META: Psuedo Science

Rick Knight (
Mon, 08 Sep 97 10:19:12 CST

Mark Grant wrote:

Then Sagan is probably spinning in his grave... I haven't seen
'Contact' yet, but from what I've heard it sounds like a very poor
adaption of the book. I last read the book years ago, but the whole
point of the ending seemed to be that like a good scientist she
*found* the empirical proof to convince the world rather than
expecting them to believe on faith (in the real world millions of
people would have believed her story just as they do with UFOs today;
hell, she'd be a millionaire overnight).

Rick Knight responds:

It is a given in the film industry that the film adaption of a
previously published work is open to the interpretation of the
director's vision.

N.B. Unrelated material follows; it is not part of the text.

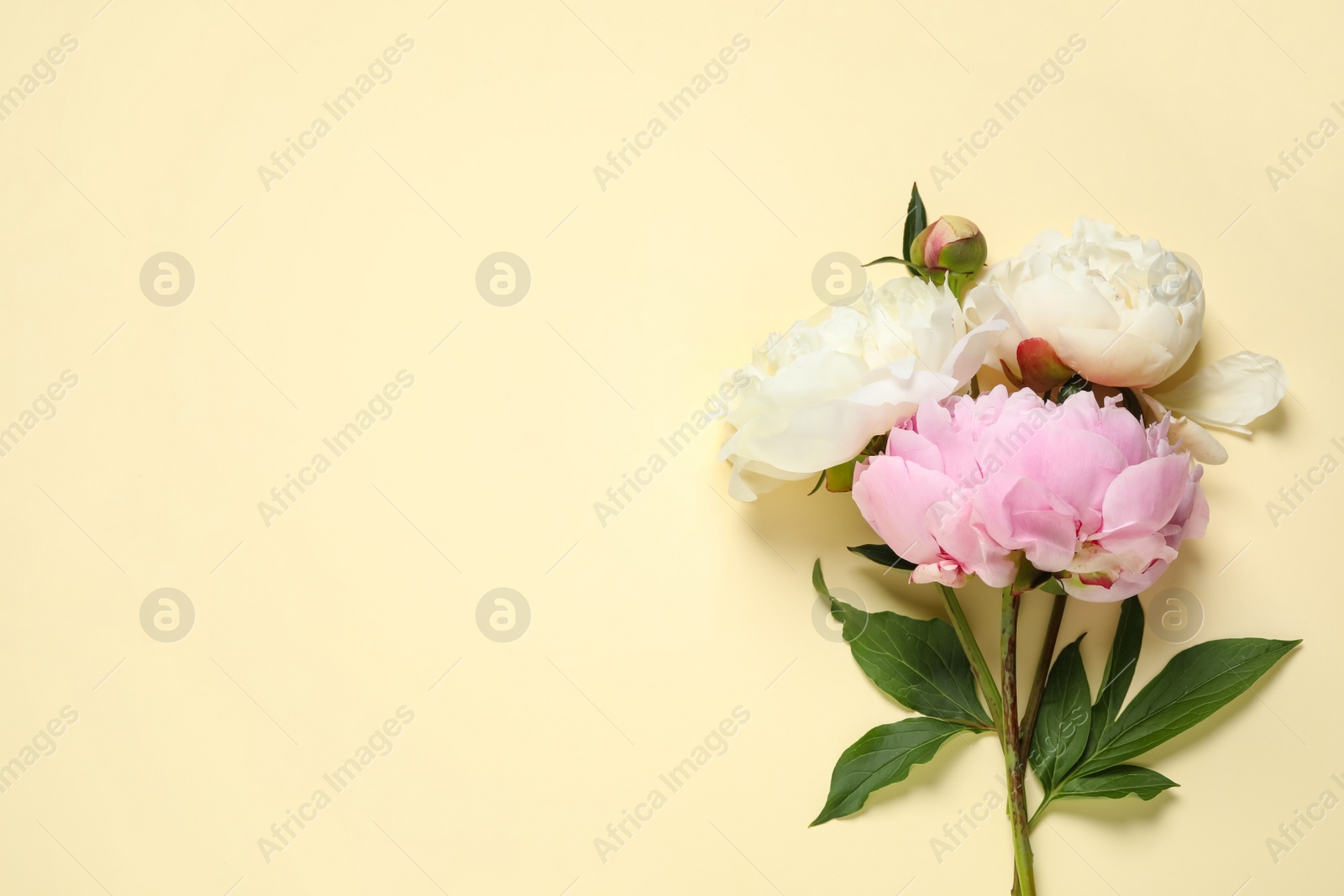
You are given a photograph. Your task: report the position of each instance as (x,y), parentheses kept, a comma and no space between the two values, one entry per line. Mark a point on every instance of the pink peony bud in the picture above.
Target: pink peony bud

Take "The Lost World" for example. Spielberg
wanted a T-Rex wreaking havoc on San Diego and so he incorporated it.

Books always have a different and more personal dimension because it
is up to the reader to provide the imagination behind the author's
words. In a film, that is done for you. You are left to interpret
the images and messages however implicit or blatant they are.

The beauty of a film like "Contact" is that it showed the dichotomy
between the scientific/skeptical mind set and the
metaphysical/spiritual/faith mind set and gave both validity in our
culture. It wasn't exclusively about the inviobility of the laws of
physics, odds and probabilities and proof. It also showed, when
someone's "faith" is skewed and fear-based, the level of violence and
destruction that can result.

Very often, what is classified as psuedo science is so haughtily
branded as crap as to shut down discussion, which is nothing less than
oppressive: humiliate someone into shutting up. I think the more
intriguing notions are what press some people to *want* to believe and
why the myths, both historical and modern, dance so elusively through
our culture, even causing the types of upsets that they do in this
board. Next to the "Goo" thread which wins hands down, this one is
pretty popular right now, with most of the responses coming forward to
debunk with fervor rather than explore the sociological and
psychological impact. But that's not really what this discussion
digest is about so I guess I shouldn't press it.